We went here once on vacation back to Eatontown. It is one of those little museums that have trivia and artifacts about the town life... in this case, about the steamboat, shipping and oystering in the KeyPort area.
If you are into local history, then spend an hour looking at the pictures and reading the old headlines and browsing the exhibits. When we went there, it was open to all for donations so it was a cheap trip for us (1985). Not sure if they charge now.
The official name is Steamboat Docking Museum.
The Academy bus line services Keyport and other towns along the Jersey coast.
All the buses marked "36" give access to Keyport and eventually return to Port Authority in New York City (see the website below). Local stops within Keyport area cost $2.50. Keyport to NYC costs $10.
The present schedule is: http://www.academybus.com/Upload/PDFs/route_15.pdf
The New Jersey Transit Authority runs trains down the Jersey Coast and up into New York City.
The cost and schedules for those trains is given in the website below. The route is called the New Jersey Coast route. Minimum cost from adjacent stops is $4; maximum cost for the whole route is $15. You can pay cash on the train ($20 bills or lower denominations) or get a ticket ahead of time or buy a "frequent traveler" pass at reduced fare.
Keyport is so safe that it barely makes it on the crime risk chart.
They average under 10 crimes recorded per year. (Sounds like "Mayberry")

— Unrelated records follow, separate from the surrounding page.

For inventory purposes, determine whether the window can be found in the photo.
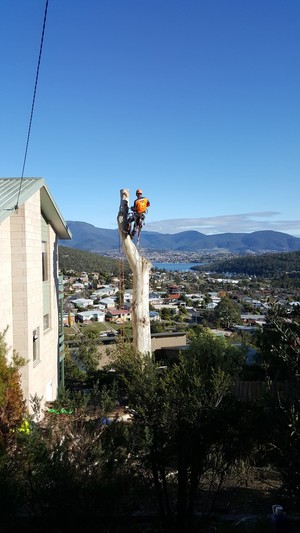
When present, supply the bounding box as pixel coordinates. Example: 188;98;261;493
32;329;40;363
42;241;48;281
43;313;50;331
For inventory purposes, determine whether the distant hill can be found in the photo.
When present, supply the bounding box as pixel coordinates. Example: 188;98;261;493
58;246;123;276
62;220;300;254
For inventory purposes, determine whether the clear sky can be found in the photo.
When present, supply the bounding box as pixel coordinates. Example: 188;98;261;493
0;0;300;237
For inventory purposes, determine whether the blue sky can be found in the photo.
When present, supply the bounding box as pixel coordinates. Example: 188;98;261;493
0;0;300;237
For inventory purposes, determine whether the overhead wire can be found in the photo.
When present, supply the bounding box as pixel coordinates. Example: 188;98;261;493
14;0;49;210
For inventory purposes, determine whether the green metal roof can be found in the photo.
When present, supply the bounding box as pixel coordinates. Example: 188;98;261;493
0;178;72;239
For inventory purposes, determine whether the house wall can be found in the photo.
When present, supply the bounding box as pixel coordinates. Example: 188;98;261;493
151;333;186;352
10;191;58;414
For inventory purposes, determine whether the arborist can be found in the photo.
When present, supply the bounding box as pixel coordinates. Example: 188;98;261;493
128;189;150;239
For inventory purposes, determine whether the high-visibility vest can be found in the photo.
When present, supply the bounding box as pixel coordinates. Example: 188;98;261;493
134;198;149;214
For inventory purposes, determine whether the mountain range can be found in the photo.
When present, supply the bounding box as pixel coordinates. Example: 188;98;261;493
62;220;300;254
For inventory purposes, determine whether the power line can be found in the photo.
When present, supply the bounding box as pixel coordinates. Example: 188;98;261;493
15;0;49;209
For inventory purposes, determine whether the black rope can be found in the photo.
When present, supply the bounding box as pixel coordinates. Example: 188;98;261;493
14;0;49;209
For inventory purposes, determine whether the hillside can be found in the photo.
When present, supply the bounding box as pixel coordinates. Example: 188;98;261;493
58;246;125;276
193;251;300;278
63;221;300;254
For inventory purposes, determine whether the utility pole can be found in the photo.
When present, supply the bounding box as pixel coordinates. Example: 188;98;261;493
117;189;152;356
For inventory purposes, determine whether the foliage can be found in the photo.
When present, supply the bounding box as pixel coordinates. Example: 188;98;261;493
58;246;129;277
197;251;300;278
114;336;250;531
257;306;300;509
257;305;300;381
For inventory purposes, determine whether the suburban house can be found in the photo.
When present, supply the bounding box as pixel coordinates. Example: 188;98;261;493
0;178;72;416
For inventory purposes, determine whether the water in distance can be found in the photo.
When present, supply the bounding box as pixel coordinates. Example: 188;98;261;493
152;261;203;272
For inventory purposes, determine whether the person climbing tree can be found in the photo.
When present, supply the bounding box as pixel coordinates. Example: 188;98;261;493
128;189;150;239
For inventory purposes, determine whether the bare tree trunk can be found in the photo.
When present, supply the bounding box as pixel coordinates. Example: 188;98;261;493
118;189;152;355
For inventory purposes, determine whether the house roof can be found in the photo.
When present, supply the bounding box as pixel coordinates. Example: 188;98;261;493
0;178;72;239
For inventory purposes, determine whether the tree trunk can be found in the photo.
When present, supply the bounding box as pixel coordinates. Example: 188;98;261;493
118;189;152;356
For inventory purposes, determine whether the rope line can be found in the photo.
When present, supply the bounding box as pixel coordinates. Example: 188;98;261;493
14;0;49;209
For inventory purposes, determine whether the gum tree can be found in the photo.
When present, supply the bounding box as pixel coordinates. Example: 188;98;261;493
117;189;152;356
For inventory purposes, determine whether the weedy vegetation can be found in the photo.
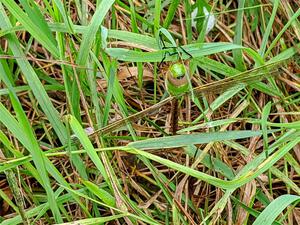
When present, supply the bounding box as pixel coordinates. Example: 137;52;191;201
0;0;300;225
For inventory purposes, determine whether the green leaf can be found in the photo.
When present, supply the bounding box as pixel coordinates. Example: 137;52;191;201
253;195;300;225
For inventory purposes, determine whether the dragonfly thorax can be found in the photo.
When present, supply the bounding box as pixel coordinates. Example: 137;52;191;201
166;63;189;96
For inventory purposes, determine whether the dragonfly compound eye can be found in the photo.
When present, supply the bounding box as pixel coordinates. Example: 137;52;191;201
166;63;189;96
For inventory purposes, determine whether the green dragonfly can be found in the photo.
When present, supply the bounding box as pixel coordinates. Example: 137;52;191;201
86;55;290;138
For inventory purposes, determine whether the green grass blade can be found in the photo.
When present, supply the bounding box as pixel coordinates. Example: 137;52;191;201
253;195;300;225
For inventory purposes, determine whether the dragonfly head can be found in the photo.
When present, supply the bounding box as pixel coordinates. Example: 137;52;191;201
166;63;189;96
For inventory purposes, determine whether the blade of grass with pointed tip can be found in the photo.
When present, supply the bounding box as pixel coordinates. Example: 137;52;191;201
253;194;300;225
0;0;59;58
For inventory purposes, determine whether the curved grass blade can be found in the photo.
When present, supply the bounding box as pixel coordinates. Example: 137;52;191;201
87;56;287;135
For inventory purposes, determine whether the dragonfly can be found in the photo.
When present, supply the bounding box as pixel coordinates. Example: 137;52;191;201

We were only there during the day but if you believe the statistics (which I do) then you can believe that it is safe at night as well as during the day.
You will have a safe and pleasant time in Keyport (like we did) if you use the same precautions you use at home.
My aunt married a man named Herbert Burrowes and lived in Keyport. We used to visit them on the way to and from Cape Cod. I never knew much about Uncle Herb's parents but I have found that they were Horace Burrowes and Mary Etta Walling.
Horace was one of five brothers that were born in Keyport, and among other things started the Yacht Club. I have pictures of us going out in a sailboat with my cousins.
Horace's father was Thomas Burrowes, First President of the Peoples' National Bank
"In 1889 it was felt that there was room for another bank in town. The Peoples' National Bank was established with Thomas Burrowes as its first president and William H. Tuthill as cashier. Their original capital stock was also $50,000. The introductory building was just south of the southwest corner of Broad and Front Streets. When they constructed a new building in the middle of the block on the north side of West Front Street, their old building was sold to the Keyport Hebrew Congregation as a synagogue. The Peoples' National Bank has also seen many mergers and changes of name, but continues to serve Keyport from the West Front Street location to this day."
Thomas's son Horace Stoel became a banker here as well as his grandson, Herbert Curtis Burrowes, who served here as cashier and them became a Vice President at Bankers Trust in New York City. I think the Herbert Curtis Burrowes referred to is my Uncle Herb.